I am sure there are more things. Horribly heavy grief about the family situation, like crying when see some families with children being nice to each other’s and fathers playing with kids and being soft to the mom.. crying when watching shows with autistic characters (fyi almost every “weird and quirky” character is autistic, others are adhd, society loves the idea of us but only as entertainment, otherwise they actually don’t want us to have any rights or even be born🥲) being lonely especially in the childhood and also crying when seeing them being understood by someone who respects them the way they are. The same with trans* characters.. my mom still uses deadname and misgendern me because I am the only person she speaks about me that way (that’s because of safety reasons but it still hurts to read/hear her misgendering and deadnaming even though she knows that it’s hurtful. She has a lot on her plate, I am not as angry as I sound rn). Seeing other trans* folx spending time with their families and being respected and accepted hurts because I am jealous. I am also jealous about peoples health, social batteries, bodies, study opportunities, possibilities to travel.. I cannot even go to a big concert because we are still in the middle of the pandemic, people don’t care about those who lost their health or can loose their life’s to it and it’s super frustrating.. it’s horrible when your life and health depends on the society which thinks that community care is the same as holocaust (living in Germany means conservatives and pseudo leftists comaring every inconvenience especially when it’s about others human rights to genocide…). If people would care about each other’s we would be already over that shit but it’s 3 years now that folx like me have to socially distance while others are having the time of their lifes.. I am not jealous of those who don’t give a fuck, I am furious that life and health of someone means less to most of the people than the small mask/test inconvenience.. I want my social life back by how when people are afraid to loose smth when taking part in community care?..

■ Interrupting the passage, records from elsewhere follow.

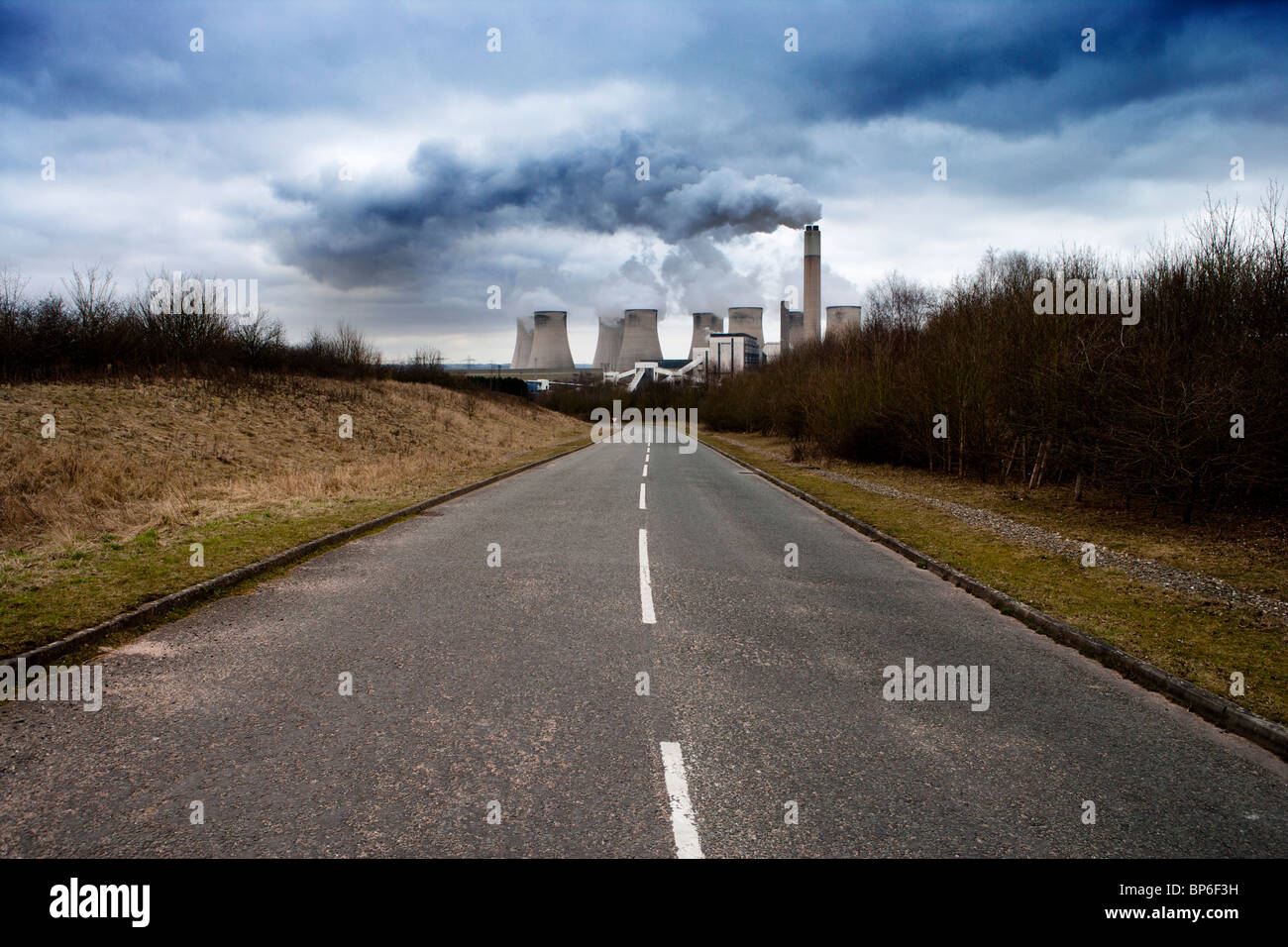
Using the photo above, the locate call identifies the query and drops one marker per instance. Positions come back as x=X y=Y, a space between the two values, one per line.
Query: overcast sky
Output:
x=378 y=163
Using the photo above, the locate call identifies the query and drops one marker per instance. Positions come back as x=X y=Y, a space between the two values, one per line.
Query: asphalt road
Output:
x=496 y=710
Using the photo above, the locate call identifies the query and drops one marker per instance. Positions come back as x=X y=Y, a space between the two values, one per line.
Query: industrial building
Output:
x=841 y=317
x=630 y=352
x=639 y=339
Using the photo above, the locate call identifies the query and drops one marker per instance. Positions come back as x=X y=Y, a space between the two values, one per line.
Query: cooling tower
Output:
x=703 y=325
x=746 y=318
x=639 y=339
x=812 y=285
x=840 y=317
x=550 y=350
x=609 y=344
x=522 y=344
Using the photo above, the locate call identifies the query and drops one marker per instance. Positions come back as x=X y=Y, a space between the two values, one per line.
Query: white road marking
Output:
x=687 y=844
x=645 y=583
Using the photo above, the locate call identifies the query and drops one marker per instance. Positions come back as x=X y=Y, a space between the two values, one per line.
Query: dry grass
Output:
x=1197 y=639
x=1248 y=551
x=99 y=518
x=133 y=457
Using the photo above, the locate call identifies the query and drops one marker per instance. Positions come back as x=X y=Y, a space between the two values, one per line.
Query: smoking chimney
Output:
x=550 y=351
x=842 y=317
x=609 y=344
x=797 y=335
x=522 y=343
x=812 y=285
x=639 y=339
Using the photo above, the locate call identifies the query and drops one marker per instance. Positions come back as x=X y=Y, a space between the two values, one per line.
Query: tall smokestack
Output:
x=812 y=283
x=703 y=325
x=842 y=317
x=609 y=344
x=797 y=334
x=522 y=343
x=550 y=351
x=639 y=339
x=747 y=318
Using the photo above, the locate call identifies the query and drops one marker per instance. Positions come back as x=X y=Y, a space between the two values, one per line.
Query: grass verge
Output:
x=85 y=586
x=1199 y=641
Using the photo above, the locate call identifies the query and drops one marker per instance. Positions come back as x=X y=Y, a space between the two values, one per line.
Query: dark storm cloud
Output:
x=356 y=235
x=528 y=154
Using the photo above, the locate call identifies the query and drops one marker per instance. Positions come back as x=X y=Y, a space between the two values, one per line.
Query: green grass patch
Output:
x=56 y=595
x=1197 y=639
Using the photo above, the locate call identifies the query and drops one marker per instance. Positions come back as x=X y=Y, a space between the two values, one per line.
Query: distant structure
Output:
x=522 y=343
x=639 y=339
x=550 y=350
x=797 y=334
x=703 y=325
x=730 y=354
x=842 y=317
x=812 y=283
x=609 y=346
x=747 y=318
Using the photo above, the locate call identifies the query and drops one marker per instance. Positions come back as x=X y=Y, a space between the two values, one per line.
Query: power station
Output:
x=630 y=351
x=550 y=350
x=609 y=346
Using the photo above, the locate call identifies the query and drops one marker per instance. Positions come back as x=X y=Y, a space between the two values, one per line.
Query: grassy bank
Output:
x=101 y=517
x=1197 y=639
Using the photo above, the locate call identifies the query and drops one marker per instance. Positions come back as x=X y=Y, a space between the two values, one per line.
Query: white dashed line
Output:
x=645 y=583
x=687 y=844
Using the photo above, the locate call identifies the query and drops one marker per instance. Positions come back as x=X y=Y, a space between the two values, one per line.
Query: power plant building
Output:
x=639 y=339
x=842 y=317
x=748 y=320
x=703 y=325
x=812 y=283
x=550 y=350
x=522 y=356
x=609 y=346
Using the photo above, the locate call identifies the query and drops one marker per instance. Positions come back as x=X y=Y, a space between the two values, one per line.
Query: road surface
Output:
x=498 y=710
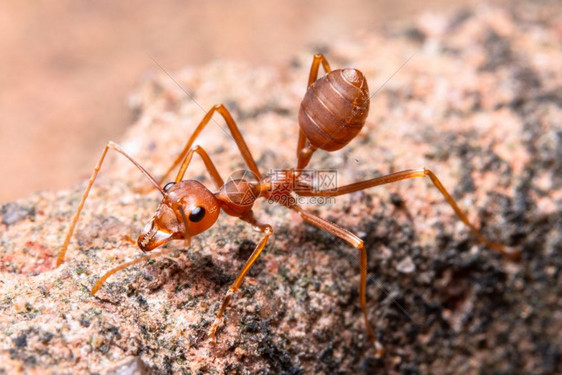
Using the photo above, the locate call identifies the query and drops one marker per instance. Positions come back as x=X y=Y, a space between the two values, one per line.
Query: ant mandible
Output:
x=332 y=113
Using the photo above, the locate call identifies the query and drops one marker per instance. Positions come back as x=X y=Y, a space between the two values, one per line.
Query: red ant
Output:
x=333 y=111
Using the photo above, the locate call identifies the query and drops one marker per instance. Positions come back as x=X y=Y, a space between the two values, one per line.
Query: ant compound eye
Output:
x=197 y=214
x=168 y=186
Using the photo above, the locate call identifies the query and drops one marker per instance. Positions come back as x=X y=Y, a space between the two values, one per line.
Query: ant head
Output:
x=187 y=209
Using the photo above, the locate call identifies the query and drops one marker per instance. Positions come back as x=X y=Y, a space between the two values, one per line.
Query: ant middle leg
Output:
x=236 y=135
x=116 y=147
x=356 y=242
x=510 y=252
x=267 y=231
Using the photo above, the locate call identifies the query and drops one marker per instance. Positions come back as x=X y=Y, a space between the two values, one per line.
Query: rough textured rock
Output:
x=479 y=102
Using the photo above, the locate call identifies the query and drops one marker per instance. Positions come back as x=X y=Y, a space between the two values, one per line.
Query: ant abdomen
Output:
x=334 y=109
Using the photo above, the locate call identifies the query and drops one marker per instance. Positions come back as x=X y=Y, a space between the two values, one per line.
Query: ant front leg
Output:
x=356 y=242
x=117 y=148
x=267 y=232
x=236 y=135
x=413 y=173
x=304 y=149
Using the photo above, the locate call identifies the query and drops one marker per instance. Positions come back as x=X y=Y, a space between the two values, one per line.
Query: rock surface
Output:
x=478 y=100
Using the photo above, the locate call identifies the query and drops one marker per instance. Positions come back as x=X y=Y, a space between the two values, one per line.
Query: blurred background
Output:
x=68 y=66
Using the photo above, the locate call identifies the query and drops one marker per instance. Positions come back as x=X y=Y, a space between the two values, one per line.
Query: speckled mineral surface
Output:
x=478 y=100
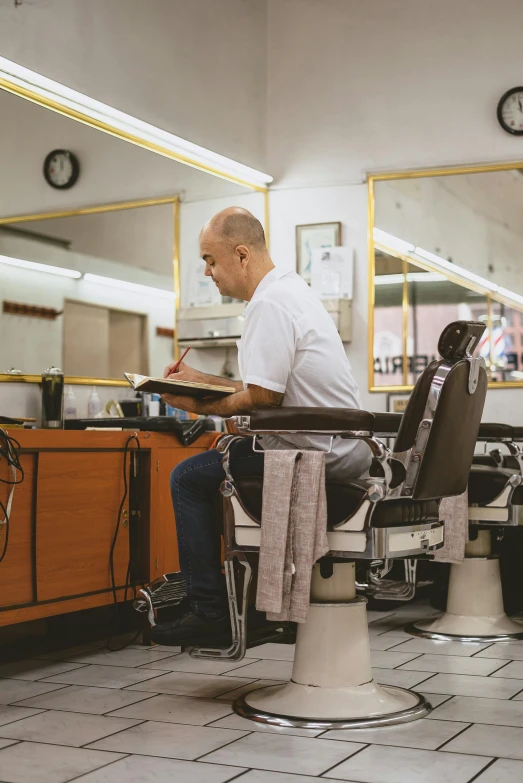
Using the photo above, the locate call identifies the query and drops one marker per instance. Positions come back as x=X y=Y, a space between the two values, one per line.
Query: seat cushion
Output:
x=486 y=483
x=343 y=500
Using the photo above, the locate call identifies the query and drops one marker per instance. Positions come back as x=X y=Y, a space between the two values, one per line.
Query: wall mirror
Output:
x=86 y=269
x=445 y=245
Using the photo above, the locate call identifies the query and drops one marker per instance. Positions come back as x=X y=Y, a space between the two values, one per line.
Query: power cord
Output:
x=129 y=580
x=10 y=450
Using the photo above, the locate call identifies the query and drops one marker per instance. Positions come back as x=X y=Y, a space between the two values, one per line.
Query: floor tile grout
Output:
x=103 y=766
x=350 y=756
x=461 y=731
x=225 y=745
x=483 y=769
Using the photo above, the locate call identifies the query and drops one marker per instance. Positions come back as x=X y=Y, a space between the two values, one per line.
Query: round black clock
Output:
x=510 y=111
x=61 y=169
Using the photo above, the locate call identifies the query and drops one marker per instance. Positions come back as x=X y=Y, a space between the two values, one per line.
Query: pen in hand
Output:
x=180 y=360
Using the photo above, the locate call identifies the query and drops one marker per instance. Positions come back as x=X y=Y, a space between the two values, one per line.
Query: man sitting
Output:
x=290 y=354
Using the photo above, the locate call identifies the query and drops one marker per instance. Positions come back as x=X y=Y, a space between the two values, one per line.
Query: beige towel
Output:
x=454 y=512
x=293 y=532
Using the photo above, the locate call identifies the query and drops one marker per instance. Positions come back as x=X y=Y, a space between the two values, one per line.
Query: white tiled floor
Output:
x=158 y=716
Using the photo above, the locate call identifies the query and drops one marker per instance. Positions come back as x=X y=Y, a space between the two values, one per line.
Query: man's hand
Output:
x=183 y=373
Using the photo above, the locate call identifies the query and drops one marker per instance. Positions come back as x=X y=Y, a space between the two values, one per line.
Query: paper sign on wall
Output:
x=332 y=272
x=201 y=290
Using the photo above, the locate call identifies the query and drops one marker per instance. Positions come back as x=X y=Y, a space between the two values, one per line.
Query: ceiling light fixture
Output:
x=31 y=85
x=33 y=266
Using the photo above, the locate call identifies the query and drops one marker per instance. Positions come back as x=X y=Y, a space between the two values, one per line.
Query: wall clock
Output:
x=510 y=111
x=61 y=169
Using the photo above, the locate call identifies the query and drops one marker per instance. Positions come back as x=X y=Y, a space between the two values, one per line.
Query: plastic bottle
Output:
x=154 y=405
x=70 y=411
x=94 y=405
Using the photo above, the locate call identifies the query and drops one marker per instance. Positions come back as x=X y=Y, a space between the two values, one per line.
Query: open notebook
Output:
x=170 y=386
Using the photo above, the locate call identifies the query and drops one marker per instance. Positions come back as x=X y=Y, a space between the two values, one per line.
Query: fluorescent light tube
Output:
x=412 y=277
x=456 y=270
x=391 y=241
x=136 y=288
x=52 y=270
x=510 y=295
x=125 y=125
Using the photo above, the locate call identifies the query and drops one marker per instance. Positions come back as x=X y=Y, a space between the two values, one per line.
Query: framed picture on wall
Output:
x=310 y=237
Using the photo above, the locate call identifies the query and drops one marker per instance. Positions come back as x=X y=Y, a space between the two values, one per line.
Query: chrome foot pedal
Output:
x=167 y=590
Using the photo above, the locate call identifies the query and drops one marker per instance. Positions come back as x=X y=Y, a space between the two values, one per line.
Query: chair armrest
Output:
x=327 y=420
x=496 y=431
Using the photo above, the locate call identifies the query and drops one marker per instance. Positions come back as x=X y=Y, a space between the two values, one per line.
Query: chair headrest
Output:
x=460 y=339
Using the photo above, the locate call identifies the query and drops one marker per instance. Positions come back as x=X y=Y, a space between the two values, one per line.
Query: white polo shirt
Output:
x=290 y=345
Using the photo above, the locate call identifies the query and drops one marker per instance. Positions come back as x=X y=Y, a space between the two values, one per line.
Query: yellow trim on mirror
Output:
x=423 y=264
x=94 y=210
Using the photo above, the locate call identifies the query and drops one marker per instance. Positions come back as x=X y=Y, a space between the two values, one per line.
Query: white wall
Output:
x=192 y=67
x=193 y=216
x=363 y=87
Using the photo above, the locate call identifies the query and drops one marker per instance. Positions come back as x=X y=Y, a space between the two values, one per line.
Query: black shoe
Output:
x=193 y=630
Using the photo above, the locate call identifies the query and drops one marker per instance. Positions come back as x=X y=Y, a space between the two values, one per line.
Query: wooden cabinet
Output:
x=64 y=518
x=17 y=585
x=77 y=504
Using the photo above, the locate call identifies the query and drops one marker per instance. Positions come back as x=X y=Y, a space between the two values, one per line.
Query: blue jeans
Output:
x=195 y=485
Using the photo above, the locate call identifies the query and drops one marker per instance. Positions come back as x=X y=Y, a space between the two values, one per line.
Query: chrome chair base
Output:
x=475 y=611
x=429 y=629
x=350 y=697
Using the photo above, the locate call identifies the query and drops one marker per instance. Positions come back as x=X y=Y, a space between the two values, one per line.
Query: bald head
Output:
x=232 y=244
x=237 y=226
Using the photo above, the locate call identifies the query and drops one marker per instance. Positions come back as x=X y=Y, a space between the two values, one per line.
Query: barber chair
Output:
x=392 y=514
x=475 y=611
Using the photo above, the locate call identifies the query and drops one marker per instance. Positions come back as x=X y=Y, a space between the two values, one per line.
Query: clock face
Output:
x=61 y=169
x=510 y=111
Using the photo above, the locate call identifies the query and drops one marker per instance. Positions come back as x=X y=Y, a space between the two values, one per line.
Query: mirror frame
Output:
x=29 y=88
x=418 y=174
x=96 y=210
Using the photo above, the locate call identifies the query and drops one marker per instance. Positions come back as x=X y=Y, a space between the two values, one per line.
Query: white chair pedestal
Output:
x=332 y=684
x=475 y=611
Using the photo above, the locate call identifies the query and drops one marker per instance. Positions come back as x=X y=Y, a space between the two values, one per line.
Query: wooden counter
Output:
x=64 y=517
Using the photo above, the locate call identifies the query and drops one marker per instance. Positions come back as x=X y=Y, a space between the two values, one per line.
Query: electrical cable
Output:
x=129 y=580
x=10 y=450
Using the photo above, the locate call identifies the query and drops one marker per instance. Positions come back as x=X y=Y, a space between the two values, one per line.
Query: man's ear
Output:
x=244 y=254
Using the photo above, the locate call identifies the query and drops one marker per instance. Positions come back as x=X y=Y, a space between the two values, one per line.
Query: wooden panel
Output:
x=16 y=569
x=127 y=343
x=77 y=504
x=37 y=611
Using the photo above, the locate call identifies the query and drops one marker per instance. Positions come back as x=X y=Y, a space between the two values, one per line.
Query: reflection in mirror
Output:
x=103 y=302
x=447 y=248
x=116 y=313
x=388 y=320
x=435 y=302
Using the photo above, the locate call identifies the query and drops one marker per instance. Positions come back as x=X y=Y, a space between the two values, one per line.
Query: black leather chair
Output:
x=475 y=610
x=392 y=514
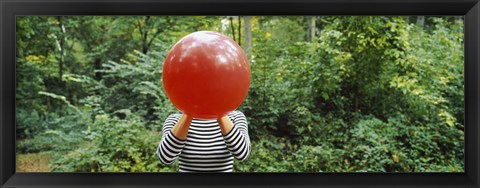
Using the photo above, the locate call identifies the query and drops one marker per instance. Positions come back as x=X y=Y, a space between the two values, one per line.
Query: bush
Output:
x=114 y=145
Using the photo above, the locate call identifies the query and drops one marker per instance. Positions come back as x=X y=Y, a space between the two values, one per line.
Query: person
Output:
x=204 y=145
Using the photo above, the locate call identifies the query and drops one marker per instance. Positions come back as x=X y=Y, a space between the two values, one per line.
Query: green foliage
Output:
x=114 y=145
x=368 y=94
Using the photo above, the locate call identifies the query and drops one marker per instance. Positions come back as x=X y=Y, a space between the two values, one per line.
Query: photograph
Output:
x=239 y=93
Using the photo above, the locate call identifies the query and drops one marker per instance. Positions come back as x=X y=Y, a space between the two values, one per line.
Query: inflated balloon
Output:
x=206 y=75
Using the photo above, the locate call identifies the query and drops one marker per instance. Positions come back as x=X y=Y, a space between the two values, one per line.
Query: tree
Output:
x=248 y=35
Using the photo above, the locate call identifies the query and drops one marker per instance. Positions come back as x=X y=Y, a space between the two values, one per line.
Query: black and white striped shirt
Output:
x=205 y=148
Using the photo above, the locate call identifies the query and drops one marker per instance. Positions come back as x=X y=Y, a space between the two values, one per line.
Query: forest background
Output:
x=328 y=93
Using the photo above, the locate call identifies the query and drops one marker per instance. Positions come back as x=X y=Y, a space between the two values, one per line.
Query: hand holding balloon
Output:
x=206 y=75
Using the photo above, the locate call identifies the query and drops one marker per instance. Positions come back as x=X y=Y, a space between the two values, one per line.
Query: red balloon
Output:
x=206 y=75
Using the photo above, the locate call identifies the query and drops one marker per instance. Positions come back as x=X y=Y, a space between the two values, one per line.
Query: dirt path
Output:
x=34 y=162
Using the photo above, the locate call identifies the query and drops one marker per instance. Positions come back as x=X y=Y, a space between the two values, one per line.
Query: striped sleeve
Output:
x=170 y=146
x=238 y=140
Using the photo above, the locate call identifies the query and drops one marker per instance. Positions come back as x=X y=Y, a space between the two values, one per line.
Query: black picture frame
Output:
x=11 y=8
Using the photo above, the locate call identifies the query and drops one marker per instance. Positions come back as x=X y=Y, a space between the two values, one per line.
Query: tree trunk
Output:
x=420 y=21
x=248 y=35
x=145 y=35
x=61 y=44
x=239 y=31
x=311 y=28
x=98 y=66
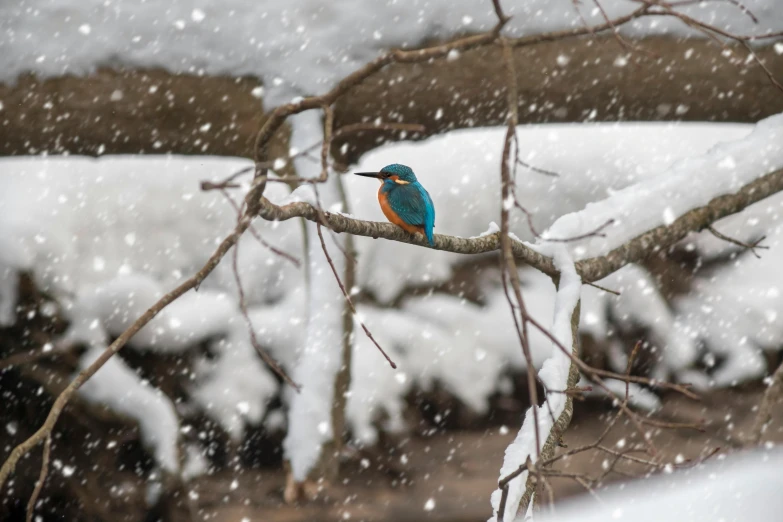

A lot of things.. a lot of emotions.. I wish I would write here more often. Writing real paper diary is not a thing I manage to do right now, but I also don’t manage to get out of the apartment, take a shower or answer people when necessary, so, maybe I don’t need to have high expectations. I want to write down the needs from the workbook table in another post and write short updates about how I plan and try to meet them without making myself feel worse.